We all hate buffering right? Well, net neutrality protected against that. To prevent this from happening (or at the very least, limit the damage), there will be a series of battles that occur.

The most likely next step is a legal battle involving individual States or from coalition entities. The individual States have a higher chance of winning their battles for a variety of reasons.

First off, they can argue that the death of net neutrality negatively impacts the local economy or local laws. There's also the likelihood of a lawsuit over the FCC's handling of fraudulent comments and the nonsense that went along with that. Many comments were fake, including some from dead people's names and addresses.

Furthermore, comments that were in favour of net neutrality were ignored.

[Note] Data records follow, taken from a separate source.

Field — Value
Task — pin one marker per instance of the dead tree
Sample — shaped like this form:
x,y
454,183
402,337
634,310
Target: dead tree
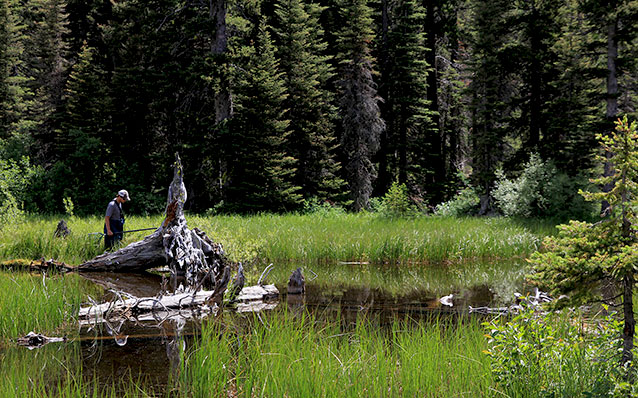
x,y
188,253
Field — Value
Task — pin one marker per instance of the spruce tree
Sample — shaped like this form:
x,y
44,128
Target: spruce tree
x,y
360,115
310,109
489,95
407,116
260,171
584,255
86,169
46,57
16,97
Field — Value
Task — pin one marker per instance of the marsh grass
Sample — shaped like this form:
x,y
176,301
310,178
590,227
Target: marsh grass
x,y
298,357
328,237
368,237
56,371
504,277
39,303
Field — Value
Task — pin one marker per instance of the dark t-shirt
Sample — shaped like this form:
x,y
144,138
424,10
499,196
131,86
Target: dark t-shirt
x,y
113,210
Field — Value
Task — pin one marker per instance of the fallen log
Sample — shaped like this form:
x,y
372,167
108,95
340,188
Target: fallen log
x,y
128,307
188,253
36,340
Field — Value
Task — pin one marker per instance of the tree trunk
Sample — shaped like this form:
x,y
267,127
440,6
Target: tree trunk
x,y
434,136
219,48
612,98
189,253
629,329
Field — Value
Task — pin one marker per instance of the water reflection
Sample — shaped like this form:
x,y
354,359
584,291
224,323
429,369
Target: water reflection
x,y
153,346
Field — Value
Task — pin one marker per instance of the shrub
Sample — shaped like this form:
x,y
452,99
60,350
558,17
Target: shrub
x,y
15,177
541,191
465,203
396,202
551,355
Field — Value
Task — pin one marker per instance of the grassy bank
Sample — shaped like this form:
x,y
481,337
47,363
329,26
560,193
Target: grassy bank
x,y
301,358
40,303
303,238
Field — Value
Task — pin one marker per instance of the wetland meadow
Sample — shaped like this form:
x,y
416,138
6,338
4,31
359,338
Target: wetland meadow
x,y
372,322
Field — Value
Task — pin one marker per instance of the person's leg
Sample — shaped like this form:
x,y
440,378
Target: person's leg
x,y
108,240
117,229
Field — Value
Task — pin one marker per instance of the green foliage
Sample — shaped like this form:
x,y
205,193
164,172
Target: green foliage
x,y
68,206
306,68
396,203
15,178
465,203
541,190
261,172
582,254
551,355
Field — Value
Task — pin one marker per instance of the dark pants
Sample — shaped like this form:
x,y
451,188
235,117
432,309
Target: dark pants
x,y
117,226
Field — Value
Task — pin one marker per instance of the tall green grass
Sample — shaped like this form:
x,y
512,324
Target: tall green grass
x,y
305,238
55,371
368,237
39,303
302,358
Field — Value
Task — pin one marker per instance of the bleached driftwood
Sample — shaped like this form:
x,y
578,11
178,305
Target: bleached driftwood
x,y
127,307
187,252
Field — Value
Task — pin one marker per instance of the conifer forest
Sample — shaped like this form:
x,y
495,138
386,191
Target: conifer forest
x,y
273,104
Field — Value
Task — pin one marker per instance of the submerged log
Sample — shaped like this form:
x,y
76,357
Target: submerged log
x,y
187,252
36,340
62,230
129,307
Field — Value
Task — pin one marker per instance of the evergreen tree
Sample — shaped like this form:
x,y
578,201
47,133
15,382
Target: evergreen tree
x,y
361,118
489,95
46,58
406,112
86,170
310,109
260,171
583,254
16,97
572,103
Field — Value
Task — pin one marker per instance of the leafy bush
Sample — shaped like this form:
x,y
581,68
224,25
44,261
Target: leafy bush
x,y
396,202
550,355
15,177
465,203
321,207
541,191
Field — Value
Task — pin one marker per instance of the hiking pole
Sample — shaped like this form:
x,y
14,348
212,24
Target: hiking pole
x,y
132,230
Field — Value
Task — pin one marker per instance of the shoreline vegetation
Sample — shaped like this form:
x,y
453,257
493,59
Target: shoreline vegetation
x,y
307,238
295,353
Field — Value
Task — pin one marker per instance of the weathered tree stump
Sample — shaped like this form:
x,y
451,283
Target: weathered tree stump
x,y
296,283
62,230
186,252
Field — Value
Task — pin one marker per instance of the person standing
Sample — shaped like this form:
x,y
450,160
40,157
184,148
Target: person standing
x,y
114,220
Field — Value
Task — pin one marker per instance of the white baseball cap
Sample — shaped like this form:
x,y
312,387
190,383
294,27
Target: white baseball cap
x,y
124,194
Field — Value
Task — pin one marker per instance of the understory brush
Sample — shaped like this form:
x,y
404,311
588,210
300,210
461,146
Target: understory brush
x,y
564,354
324,237
293,355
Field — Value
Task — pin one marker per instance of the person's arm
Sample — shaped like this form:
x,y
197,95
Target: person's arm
x,y
107,222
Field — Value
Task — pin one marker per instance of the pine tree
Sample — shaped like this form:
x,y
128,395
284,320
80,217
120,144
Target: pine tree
x,y
46,58
583,255
86,168
406,112
16,97
489,95
572,103
310,109
260,171
361,118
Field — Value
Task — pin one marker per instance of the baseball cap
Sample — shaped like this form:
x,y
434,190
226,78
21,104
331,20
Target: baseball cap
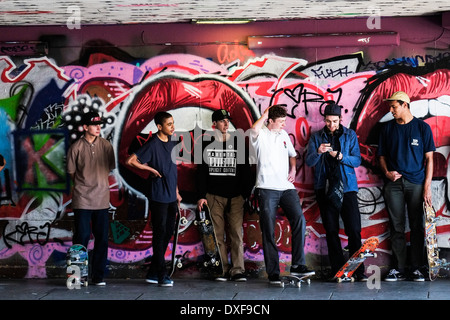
x,y
92,118
399,95
220,115
333,110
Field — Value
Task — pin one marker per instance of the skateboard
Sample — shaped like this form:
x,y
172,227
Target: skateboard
x,y
77,270
212,260
294,280
176,261
366,250
434,262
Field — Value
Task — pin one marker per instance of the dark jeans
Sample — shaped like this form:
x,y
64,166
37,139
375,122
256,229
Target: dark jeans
x,y
163,224
95,222
289,201
396,195
351,218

That flies in the face of how a society should function.

These legal battles will take months to process as they see their way through the courts. They do remain the most likely way to, at the very least, provide a temporary stay on the decision. Pay attention to them and voice your support when possible.

Acts by Congress

Considering the amount of support that there was for Net Neutrality, it's possible Congress could act to develop proper laws in support of it. In order for this to happen, individual outpouring of requests needs to continue. Send emails, make phone calls and otherwise let your representatives know that you STILL care about net neutrality.

As 2018 is an election year, net neutrality could play a major role. Make it an issue, and ask them if they visit your town. If your candidate refuses to support net neutrality, don't vote for them and actively campaign against them for a candidate who will.

While it may not be likely that Congress acts upon this, there is the possibility - keep it on top of mind!

Live to Fight for Net Neutrality Another Day

The most likely scenario here is that the battle for net neutrality goes quiet. Most ISPs know that people are still against this change, and will likely NOT make any changes in the short term.

Once the concept of net neutrality is out of people's minds, that's when they'll act. At that point, most people's attention will be on other things and the firestorm may be weakened.

As such, what we may need to do is bide our time. Basically, live to fight another day.

Once ISP's start to act on the lack of net neutrality and start slowing/charging more, that's when you fight back harder than ever. You rally the troops and make this a top of mind concern again. It may not be the ideal solution, but until people start to see it affecting them they will lose interest.

Epidemic Sound is a supporter of Net Neutrality, and while it may be dead for now, the battle will continue!